In computable structure theory, one considers computable presentations of abstract structures such as graphs or groups, and one thinks of two different computable presentations as being essentially the same if there is a computable isomorphism between them. Because the inverse of a computable function is also computable, the relation of being computably isomorphic is an equivalence relation, and so the only structure on the set of computable presentations is the number of non-equivalent presentations.

Recently there has been increased interest in primitive recursive presentations of structures, and in this setting, the inverse of a primitive recursive function is not necessarily primitive recursive, and so we get a relation of reducibility between structures which induces a partial pre-ordering on the primitive recursive presentations of a structure. Whenever we have a reducibility notion, one of the natural first questions is whether it is dense. We show that it is not dense: There are primitive recursive presentations $\mathcal{A}\cong \mathcal{B}$ of the same abstract structure, such that $\mathcal{A}$ is reducible to $\mathcal{B}$ (there is a primitive recursive isomorphism $\mathcal{A}\to \mathcal{B}$) but $\mathcal{B}$ is not reducible to $\mathcal{A}$ (there is no primitive recursive isomorphism $\mathcal{B}\to \mathcal{A}$), and for any third primitive recursive presentation $\mathcal{M}$ of the same structure, if $\mathcal{A}$ is reducible to $\mathcal{M}$ and $\mathcal{M}$ is reducible to $\mathcal{B}$, then either $\mathcal{M}$ is reducible to $\mathcal{A}$ or $\mathcal{B}$ is reducible to $\mathcal{M}$.
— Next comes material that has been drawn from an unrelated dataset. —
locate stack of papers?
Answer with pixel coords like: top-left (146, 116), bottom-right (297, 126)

在可计算结构理论中，人们认为诸如图形或组之类的抽象结构的可计算表示形式，而如果两个不同的可计算表示形式之间存在可计算同构，则认为它们实际上是相同的。因为可计算函数的逆也是可计算的，所以可计算同构的关系是等价关系，因此可计算表示集上的唯一结构是非等价表示的数量。

最近，人们对结构的原始递归表示越来越感兴趣，在这种情况下，原始递归函数的逆数不一定是原始递归，因此我们得到了结构之间的可归约性关系，该可归约性引起了结构上的部分预排序。结构的原始递归表示。每当我们有可约性概念时，自然的第一个问题就是它是否稠密。我们证明它不是密集的：有原始的递归表示$\mathcal{一种}\cong \mathcal{乙}$ 具有相同的抽象结构 $\mathcal{一种}$ 可还原为 $\mathcal{乙}$ （有一个原始的递归同构 $\mathcal{一种}\to \mathcal{乙}$） 但 $\mathcal{乙}$ 不可还原为 $\mathcal{一种}$ （没有原始的递归同构 $\mathcal{乙}\to \mathcal{一种}$），以及任何第三种原始递归表示 $\mathcal{中号}$ 具有相同的结构，如果 $\mathcal{一种}$ 可还原为 $\mathcal{中号}$ 和 $\mathcal{中号}$ 可还原为 $\mathcal{乙}$，然后 $\mathcal{中号}$ 可还原为 $\mathcal{一种}$ 或者 $\mathcal{乙}$ 可还原为 $\mathcal{中号}$。